Re: England

3
Triangle wrote:How was England's 5th goal not offside? Two Kosovo players were not in front of Sancho when the pass was struck.
Don't think the pass went forwards. Sancho did a fantastic job to put the brakes on and stayed marginally behind the ball.

What a refreshing change to see a team that believed in their own level of skills and stuck to their guns. Being 5-1 down must have been awful.

Re: England

4
excessbee wrote:
Triangle wrote:How was England's 5th goal not offside? Two Kosovo players were not in front of Sancho when the pass was struck.
Don't think the pass went forwards. Sancho did a fantastic job to put the brakes on and stayed marginally behind the ball.

What a refreshing change to see a team that believed in their own level of skills and stuck to their guns. Being 5-1 down must have been awful.
Kosovo would have topped the group if They had beaten England. Very impressive.

Offside was bugging me, so looked into it.........

After a little research to check on the offside rule......law 17........he was onside if he was either not closer to the goal than the ball OR 2 of the opposition players. If the Sterling pass was forward when Sancho ran onto it, it would not have been offside. Sancho was not in an offside position before the ball was played or when the ball was played.

It is all to do with the word BOTH .........

The law states that a player is in an offside position if any of their body parts, except the hands and arms, are in the opponents' half of the pitch, and closer to the opponents' goal line than BOTH the ball and the second-last opponent (the last opponent is usually, but not necessarily, the goalkeeper.

Ah well.

Re: England

5
What's been bugging me lately about offside is when a player comes back from an offside position sometimes he is given offside and sometimes he isn't.
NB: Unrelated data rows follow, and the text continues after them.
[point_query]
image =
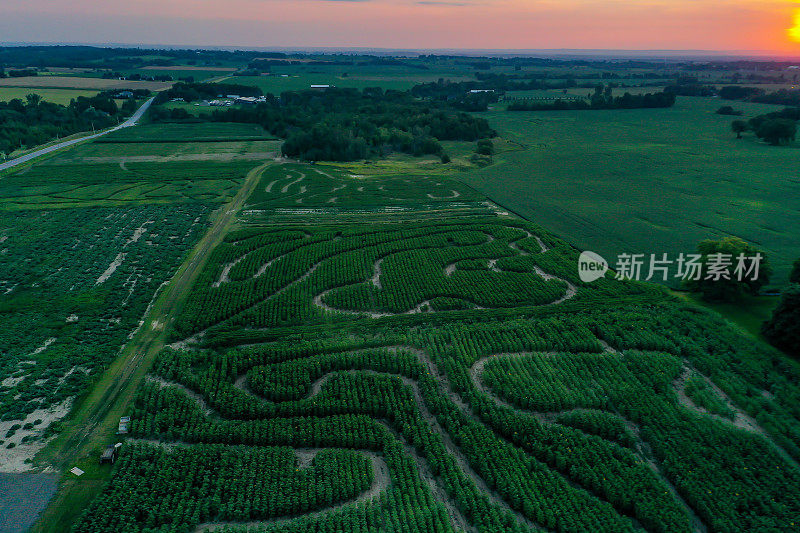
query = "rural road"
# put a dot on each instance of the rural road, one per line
(38, 153)
(93, 423)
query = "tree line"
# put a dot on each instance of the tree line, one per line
(24, 124)
(344, 124)
(602, 98)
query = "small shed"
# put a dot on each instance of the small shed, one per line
(109, 455)
(124, 424)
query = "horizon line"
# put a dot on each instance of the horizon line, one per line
(673, 53)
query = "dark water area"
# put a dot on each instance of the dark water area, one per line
(22, 498)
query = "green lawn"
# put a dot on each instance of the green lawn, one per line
(647, 181)
(189, 132)
(748, 315)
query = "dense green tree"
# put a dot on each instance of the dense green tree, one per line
(783, 329)
(729, 270)
(794, 276)
(739, 127)
(777, 131)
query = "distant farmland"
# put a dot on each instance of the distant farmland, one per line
(647, 181)
(70, 82)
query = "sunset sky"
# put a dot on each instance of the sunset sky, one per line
(730, 25)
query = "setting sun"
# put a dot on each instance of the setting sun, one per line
(794, 31)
Can anyone explain, in particular when player A is yards offside but not "active" but then player B runs past him with the ball and player A is deemed not to be offside when he scores from a pass from player B.

Re: England

8
Scrapping offside would leave every team with a tall player stood next to the goalkeeper and football would be over.

As for the offside law, no idea why you're making it complicated - the ball going forward has nothing to do with the law at all, and Sancho was behind the ball when it was played, so he couldn't be offside.

I was there, FWIW, being vaguely amused by Kosovo's attacking ability and very annoyed at the England band who were very nearly within punching distance. :lol:

Re: England

9
Blackandamber wrote:What's been bugging me lately about offside is when a player comes back from an offside position sometimes he is given offside and sometimes he isn't. Can anyone explain, in particular when player A is yards offside but not "active" but then player B runs past him with the ball and player A is deemed not to be offside when he scores from a pass from player B.
The current (last time I checked) interpretation is that a player needs to be active.

This used to mean "attempting to play the ball" but about 4 years ago they added that if a player was in a position that meant that a defender would have to play the ball (eg a clearance due to the "not attempting to play the ball player" being behind him), he was also interfering.

Refs and linos have ignored this ever since.